DevOps & SRE practice; Cattle not Pets

Rajinder Joat
2 min readApr 22, 2021

CREATE A PYTHON MICROSERVICE

  • encapsulated with a Dockerfile
  • and requirements.txt
  • orchestrated by kubernetes
  • with a performance profile for expected transaction volume & resiliency

MAKE IT MONITORED

  • by auto-generated telemetry (percentages) alerts
  • and monitoring (OK, WARN, CRIT, DOWN) alerts
  • based on:
  • workload type (expected (sporadic?) cpu bound or (sporadic?) io bound?)
  • expected cost of running stack-resource for expected amount of time, charted by day, week, month, year.
  • expected latency times for cpu/ram/disk-io/net-io/san-io/assigned-piops-for-volumes/assigned-piops-for-other
    - for this microservice AND all running services functioning to support it
  • application log data
    - regex event trigger words
    - changes in rates of transaction types
    — predicted or previously recorded resource utilization by transactions
    - changes in expected volume of time-based baseline deviations
  • host log data
    - with varying verbosity levels which can be
    — tweaked by eBPF code which is dynamically updated by OBSERVABILITY system.
    — exposed by dynamically updated kubernetes configurations

DEPLOY IT USING INFRASTRUCTURE-AS-CODE which is executed by running jobs in Jenkins CI-CD pipelines. With AD/LDAP groups managing which dev or ops teams can execute which jobs; and the RBAC IAM policies and roles applied to stacks generated by executing jenkins jobs. And a plan to implement some way of interconnecting the two (Okta 3rd party SAML?)

NOTE ABOUT STACKS:
“Stacks” are a collection of different resource types. Stacks are created and managed by AWS CloudFormation (and CodePipeline), or whichever equivalent web-services exist in the public or private cloud ecosphere API of your choice. For example:
- An EC2 instance
- An AKS container
- A lambda
- An RDS (optimized reads possible) instance
- A DynammoDB (wire-speed writes) table
- An S3 (efficient (CDN backer) and cost effective object-store) bucket
- A Hadoop cluster to map-reduce large data processing jobs to distributed worker nodes crunching a fairly assigned workload amongst themselves, intelligently — like AWS EMR. This allows log analytics to be effectively summarized for efficient delivery to an ML/AI prediction engine which has an effect on Monitoring, Observability, and Orchestration (MOO) systems.
ALWAYS KNOW WHY YOUR COWS MOO ; cattle not pets.

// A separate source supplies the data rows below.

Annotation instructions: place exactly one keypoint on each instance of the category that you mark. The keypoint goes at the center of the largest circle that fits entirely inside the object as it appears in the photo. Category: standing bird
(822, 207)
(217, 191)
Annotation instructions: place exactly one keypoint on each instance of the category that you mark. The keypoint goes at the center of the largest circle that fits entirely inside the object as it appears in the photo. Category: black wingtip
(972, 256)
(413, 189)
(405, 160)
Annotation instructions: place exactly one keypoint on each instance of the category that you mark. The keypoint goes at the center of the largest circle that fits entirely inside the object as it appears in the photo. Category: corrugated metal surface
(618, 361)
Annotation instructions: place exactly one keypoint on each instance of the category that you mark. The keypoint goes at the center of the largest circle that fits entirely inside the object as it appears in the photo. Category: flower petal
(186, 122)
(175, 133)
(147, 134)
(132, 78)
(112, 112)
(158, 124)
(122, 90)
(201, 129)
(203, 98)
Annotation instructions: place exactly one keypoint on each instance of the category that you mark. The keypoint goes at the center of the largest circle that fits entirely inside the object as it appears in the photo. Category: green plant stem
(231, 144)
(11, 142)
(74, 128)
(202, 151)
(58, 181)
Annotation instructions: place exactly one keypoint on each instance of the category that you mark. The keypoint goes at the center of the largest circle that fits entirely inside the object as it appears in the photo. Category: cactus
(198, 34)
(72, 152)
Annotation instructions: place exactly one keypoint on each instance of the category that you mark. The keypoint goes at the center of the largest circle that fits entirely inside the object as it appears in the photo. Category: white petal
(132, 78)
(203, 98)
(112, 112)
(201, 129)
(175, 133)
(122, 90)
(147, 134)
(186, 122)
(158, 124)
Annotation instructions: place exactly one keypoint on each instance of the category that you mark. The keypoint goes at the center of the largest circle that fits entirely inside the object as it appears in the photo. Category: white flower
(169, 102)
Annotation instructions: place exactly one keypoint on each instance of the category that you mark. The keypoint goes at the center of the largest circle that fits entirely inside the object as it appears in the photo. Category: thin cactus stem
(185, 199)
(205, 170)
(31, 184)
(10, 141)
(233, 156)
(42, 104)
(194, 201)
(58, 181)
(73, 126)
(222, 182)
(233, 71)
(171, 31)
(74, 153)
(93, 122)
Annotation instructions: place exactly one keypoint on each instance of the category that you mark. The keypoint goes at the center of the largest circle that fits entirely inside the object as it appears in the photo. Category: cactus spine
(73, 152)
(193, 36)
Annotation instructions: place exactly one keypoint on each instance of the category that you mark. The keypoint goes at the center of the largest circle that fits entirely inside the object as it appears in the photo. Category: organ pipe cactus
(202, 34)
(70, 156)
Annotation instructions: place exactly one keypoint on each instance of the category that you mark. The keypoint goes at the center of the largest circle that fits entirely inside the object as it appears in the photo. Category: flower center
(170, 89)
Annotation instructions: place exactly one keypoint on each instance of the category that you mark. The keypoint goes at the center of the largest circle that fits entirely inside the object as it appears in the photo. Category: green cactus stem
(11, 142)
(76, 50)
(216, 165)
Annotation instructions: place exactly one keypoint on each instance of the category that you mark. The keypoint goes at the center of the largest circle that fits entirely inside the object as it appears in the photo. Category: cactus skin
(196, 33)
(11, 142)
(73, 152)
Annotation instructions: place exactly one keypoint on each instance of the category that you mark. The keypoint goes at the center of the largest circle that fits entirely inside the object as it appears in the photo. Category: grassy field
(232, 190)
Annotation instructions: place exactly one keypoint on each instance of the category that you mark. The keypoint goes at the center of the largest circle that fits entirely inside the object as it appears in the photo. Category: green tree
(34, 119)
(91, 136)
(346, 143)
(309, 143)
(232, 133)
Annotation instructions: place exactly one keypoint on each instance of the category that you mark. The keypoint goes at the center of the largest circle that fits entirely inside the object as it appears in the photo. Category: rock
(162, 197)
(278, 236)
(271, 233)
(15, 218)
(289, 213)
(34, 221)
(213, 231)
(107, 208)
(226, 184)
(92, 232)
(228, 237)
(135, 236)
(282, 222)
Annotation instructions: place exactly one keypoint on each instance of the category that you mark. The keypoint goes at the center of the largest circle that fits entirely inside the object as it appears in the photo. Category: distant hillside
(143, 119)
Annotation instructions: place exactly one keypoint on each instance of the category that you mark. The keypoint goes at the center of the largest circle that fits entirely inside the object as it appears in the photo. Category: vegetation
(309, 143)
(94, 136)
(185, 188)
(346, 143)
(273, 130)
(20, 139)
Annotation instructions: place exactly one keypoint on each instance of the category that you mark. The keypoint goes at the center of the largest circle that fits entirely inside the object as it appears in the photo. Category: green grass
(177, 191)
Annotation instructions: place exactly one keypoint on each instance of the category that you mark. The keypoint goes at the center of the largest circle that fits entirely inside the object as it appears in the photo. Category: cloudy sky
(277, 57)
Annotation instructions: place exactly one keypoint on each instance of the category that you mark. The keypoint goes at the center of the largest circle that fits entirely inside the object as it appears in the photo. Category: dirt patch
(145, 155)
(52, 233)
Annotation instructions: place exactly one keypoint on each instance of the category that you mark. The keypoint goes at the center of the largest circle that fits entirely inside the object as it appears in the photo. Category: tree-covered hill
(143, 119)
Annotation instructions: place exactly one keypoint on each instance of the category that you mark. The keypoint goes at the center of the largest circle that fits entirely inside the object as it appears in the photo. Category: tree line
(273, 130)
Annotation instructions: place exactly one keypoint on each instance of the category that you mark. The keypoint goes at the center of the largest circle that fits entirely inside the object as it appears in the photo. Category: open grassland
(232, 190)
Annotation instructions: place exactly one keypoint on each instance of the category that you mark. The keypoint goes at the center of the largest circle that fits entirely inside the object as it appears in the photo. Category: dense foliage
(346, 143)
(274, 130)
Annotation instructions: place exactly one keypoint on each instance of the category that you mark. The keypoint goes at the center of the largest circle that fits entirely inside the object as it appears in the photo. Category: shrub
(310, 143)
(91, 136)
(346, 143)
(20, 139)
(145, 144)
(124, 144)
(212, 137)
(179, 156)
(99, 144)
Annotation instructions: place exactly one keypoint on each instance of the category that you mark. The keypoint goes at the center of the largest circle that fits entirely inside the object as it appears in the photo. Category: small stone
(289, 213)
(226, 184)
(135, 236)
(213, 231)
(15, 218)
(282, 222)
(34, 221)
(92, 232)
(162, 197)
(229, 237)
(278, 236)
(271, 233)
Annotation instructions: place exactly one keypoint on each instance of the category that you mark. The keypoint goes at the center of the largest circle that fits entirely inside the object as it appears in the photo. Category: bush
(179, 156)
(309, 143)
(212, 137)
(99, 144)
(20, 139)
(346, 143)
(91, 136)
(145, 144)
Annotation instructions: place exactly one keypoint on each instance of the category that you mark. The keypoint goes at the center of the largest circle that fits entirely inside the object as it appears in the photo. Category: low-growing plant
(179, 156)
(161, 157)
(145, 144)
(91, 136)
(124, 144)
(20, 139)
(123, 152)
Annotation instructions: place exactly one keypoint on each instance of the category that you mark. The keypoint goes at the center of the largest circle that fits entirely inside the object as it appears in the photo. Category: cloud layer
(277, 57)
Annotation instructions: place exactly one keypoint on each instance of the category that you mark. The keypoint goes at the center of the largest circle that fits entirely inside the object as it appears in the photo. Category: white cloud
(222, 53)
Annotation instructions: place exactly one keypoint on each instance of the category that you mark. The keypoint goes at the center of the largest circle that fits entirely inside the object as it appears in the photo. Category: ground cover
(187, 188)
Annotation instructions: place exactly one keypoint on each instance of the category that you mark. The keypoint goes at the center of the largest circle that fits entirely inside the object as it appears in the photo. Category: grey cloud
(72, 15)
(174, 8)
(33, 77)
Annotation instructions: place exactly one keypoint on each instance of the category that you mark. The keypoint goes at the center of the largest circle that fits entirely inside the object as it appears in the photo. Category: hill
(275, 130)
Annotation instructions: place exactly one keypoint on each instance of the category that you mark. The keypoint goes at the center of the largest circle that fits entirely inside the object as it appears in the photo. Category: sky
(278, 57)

PUT EVERYTHING IN SOURCE REVISION CONTROL

With Webhooks for commits triggering jenkins pipeline CI jobs which perform unit tests that lead to a cumulative successful triggering of CD jobs which perform cloud API calls permissible by the appropriate users in your organization using the same SSO AD/LDAP for git as they do for jenkins and as they do for aws iam.

Create your code, see how much it costs, and optimize it considering the cost of specific resources used to support it, or performance profiles caused by structural code flow and optimization decisions within it or it’s supporting systems.

Come up with a less offensive metaphor than treating animals as food or fun.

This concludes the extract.